The story of LICH is a story of the wanton abuse of power. At every turn, SUNY has ignored court orders to halt closure proceedings for LICH. And no wonder! Not a single official has been fined or held in contempt of court or thrown in jail for ignoring the court orders. In July, sixteen people, including Democratic mayoral candidate Bill De Blasio and City Councilman Steve Levin, were arrested at an anti-closure protest in Midtown. Yet no one has been punished for scheming to choke the life out of LICH.
This is also a story of a government failing its own people. In March, I was one of eight advocates for LICH to meet with representatives of the Department of Health. At the meeting, they seemed unconcerned about the potential effects of LICH’s closure. They said the loss of LICH’s beds could be absorbed by other hospitals in Brooklyn, particularly Brooklyn Hospital. They were apparently unaware that Brooklyn Hospital lacked many of the services offered at LICH. It could not perform angioplasty or stenting; it had no stroke unit, no inpatient psychiatric beds, no neurosurgery division.
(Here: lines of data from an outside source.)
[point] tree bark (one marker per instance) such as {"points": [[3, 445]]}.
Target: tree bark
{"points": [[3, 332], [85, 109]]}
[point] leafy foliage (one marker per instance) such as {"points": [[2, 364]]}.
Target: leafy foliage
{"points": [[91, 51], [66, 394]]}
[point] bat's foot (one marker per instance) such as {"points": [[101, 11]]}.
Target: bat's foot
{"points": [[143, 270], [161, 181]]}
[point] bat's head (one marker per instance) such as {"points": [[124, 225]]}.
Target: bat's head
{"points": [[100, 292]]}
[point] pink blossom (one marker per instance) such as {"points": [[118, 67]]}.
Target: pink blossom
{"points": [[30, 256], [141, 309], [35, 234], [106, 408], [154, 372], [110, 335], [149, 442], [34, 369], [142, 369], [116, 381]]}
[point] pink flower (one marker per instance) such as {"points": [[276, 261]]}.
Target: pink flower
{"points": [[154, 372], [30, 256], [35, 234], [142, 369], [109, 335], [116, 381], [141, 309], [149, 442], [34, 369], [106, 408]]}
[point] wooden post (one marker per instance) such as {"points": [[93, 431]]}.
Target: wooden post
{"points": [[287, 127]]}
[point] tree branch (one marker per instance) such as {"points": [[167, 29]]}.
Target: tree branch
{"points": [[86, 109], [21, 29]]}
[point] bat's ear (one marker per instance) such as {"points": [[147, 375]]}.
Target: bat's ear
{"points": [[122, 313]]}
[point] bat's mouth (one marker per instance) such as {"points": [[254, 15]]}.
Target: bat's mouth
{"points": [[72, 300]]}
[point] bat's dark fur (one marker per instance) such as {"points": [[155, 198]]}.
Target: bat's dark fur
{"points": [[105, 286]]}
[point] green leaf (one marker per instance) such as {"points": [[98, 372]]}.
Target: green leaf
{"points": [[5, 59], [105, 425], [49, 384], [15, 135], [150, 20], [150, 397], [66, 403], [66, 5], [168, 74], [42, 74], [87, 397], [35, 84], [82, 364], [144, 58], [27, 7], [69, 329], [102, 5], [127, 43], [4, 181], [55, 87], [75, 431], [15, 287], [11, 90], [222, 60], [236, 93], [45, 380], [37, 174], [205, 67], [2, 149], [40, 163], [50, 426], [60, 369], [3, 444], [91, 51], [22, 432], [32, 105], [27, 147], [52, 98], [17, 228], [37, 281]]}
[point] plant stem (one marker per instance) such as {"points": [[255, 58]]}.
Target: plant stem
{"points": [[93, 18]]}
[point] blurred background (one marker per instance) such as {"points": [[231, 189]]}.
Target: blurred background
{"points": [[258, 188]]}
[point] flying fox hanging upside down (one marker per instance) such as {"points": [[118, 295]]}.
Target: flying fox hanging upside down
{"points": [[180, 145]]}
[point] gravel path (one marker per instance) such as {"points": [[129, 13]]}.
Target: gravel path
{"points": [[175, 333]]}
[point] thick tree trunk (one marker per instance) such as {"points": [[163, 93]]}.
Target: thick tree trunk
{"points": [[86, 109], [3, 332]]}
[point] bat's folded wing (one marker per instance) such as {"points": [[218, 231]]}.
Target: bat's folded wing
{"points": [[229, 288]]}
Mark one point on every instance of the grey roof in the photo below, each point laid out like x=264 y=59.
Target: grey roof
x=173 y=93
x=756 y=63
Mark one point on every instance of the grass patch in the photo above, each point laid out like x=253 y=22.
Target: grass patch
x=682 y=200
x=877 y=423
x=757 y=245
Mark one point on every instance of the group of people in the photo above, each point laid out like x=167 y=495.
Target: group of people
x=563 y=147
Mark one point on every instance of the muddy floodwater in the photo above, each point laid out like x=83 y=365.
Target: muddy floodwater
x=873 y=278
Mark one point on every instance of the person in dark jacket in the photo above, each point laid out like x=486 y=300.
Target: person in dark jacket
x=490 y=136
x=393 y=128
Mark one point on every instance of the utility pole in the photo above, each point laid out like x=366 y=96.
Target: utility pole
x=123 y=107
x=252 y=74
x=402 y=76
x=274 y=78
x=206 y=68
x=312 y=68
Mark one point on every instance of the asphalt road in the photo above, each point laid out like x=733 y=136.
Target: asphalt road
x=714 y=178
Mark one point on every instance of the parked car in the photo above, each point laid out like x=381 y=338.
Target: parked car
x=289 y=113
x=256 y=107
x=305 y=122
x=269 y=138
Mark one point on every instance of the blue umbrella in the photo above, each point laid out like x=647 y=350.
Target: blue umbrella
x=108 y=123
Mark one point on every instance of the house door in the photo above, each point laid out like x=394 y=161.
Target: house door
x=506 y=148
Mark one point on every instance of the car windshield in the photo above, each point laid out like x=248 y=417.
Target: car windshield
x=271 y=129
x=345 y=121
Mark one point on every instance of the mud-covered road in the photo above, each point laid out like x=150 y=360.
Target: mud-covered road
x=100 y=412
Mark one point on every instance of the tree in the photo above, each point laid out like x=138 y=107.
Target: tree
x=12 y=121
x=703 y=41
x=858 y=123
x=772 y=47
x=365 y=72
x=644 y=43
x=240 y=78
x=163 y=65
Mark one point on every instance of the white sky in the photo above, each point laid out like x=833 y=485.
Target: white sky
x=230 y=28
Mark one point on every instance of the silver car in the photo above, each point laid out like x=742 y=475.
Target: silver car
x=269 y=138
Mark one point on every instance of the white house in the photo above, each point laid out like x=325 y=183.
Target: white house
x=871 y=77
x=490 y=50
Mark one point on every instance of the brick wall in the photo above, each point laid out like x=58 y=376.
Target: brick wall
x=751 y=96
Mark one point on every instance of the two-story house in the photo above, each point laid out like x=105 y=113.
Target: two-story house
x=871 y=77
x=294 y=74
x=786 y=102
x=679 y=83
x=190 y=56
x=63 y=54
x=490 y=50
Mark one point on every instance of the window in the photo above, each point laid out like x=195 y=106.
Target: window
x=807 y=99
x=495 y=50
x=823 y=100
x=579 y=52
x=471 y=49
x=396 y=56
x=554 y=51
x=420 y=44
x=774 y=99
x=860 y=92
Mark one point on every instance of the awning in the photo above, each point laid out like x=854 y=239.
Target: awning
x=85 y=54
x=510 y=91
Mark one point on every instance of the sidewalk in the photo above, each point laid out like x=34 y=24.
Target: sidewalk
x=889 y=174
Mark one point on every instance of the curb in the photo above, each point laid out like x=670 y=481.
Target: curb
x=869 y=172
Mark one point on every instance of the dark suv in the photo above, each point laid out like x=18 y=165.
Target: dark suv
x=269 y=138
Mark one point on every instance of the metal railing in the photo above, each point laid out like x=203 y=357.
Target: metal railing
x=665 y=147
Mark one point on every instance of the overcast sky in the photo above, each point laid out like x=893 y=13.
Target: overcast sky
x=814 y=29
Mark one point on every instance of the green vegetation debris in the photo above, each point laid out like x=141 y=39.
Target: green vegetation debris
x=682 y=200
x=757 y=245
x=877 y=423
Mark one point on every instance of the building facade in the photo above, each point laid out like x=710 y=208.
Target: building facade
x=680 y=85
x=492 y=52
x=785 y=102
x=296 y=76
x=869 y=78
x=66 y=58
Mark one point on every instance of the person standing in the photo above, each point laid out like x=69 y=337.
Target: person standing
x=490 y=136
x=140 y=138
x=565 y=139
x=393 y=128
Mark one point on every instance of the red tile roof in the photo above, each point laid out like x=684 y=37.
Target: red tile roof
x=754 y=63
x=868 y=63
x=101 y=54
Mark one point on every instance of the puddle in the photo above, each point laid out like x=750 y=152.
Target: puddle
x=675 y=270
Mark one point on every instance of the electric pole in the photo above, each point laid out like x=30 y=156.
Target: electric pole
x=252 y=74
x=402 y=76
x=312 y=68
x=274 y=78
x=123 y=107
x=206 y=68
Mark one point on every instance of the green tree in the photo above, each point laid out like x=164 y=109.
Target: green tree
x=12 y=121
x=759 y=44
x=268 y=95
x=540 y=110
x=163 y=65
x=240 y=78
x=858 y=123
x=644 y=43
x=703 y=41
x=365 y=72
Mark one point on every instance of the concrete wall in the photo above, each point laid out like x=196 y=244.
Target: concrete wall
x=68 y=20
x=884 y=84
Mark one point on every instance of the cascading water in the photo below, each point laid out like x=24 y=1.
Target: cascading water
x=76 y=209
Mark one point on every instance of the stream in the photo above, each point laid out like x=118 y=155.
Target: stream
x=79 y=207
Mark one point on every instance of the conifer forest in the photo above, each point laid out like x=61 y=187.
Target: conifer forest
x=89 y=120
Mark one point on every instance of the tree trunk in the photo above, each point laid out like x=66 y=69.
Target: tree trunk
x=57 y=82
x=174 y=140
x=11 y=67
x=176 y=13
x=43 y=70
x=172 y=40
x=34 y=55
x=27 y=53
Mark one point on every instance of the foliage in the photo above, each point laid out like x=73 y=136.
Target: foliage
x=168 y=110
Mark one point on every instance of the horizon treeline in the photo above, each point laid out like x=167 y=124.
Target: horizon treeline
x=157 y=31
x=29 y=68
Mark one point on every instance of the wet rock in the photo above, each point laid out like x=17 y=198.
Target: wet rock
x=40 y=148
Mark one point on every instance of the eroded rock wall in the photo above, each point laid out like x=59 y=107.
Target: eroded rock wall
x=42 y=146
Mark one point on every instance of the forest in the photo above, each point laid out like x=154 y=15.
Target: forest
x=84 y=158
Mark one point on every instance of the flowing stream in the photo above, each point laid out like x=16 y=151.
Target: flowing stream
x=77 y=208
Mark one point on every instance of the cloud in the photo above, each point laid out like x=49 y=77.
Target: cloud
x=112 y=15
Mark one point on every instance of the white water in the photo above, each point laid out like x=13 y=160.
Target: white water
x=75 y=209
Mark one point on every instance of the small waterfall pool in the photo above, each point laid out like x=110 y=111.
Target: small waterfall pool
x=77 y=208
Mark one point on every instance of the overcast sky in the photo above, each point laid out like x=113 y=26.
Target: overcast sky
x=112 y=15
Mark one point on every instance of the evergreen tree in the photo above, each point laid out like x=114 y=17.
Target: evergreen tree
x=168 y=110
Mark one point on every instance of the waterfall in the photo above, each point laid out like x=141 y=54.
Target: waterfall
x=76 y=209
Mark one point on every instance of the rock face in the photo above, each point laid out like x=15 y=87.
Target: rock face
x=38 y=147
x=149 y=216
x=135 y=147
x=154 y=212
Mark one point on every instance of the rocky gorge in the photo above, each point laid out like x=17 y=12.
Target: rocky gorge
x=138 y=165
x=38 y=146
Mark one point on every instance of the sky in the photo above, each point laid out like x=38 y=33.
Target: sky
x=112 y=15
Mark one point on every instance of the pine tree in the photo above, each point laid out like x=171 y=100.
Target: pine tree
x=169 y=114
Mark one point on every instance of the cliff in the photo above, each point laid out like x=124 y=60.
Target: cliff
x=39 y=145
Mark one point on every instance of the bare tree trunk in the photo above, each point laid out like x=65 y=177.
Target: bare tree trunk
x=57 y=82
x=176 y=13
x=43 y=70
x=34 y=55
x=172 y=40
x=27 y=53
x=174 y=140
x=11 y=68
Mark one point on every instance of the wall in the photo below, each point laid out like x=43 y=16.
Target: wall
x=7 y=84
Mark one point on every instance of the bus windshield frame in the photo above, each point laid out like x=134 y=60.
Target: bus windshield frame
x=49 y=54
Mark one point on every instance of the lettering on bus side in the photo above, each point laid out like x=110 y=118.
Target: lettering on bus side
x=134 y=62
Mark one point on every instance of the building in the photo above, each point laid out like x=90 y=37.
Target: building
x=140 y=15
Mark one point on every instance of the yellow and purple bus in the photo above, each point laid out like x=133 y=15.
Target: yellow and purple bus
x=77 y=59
This summer, the health department has watched silently as emergency rooms have become overloaded and dysfunctional.
Think about this: Brooklyn’s health care system is at the mercy of a state agency that acts as if it is above the law. Appointed by and answerable only to the governor, it ignores court orders. It has used its own police force to intimidate employees of LICH. It has blindly pushed ahead with its goal to destroy LICH, no matter the human cost.
Advocates of LICH demand a seat at the table in negotiations with any potential buyer for the hospital. We want a guarantee that LICH won’t once again be stripped down to its bare bones. Brooklyn needs — and deserves — a hospital at Atlantic and Hicks, where the Long Island College Hospital first opened its doors more than 150 years ago. It needs a functioning, full-service hospital. Nothing less is acceptable.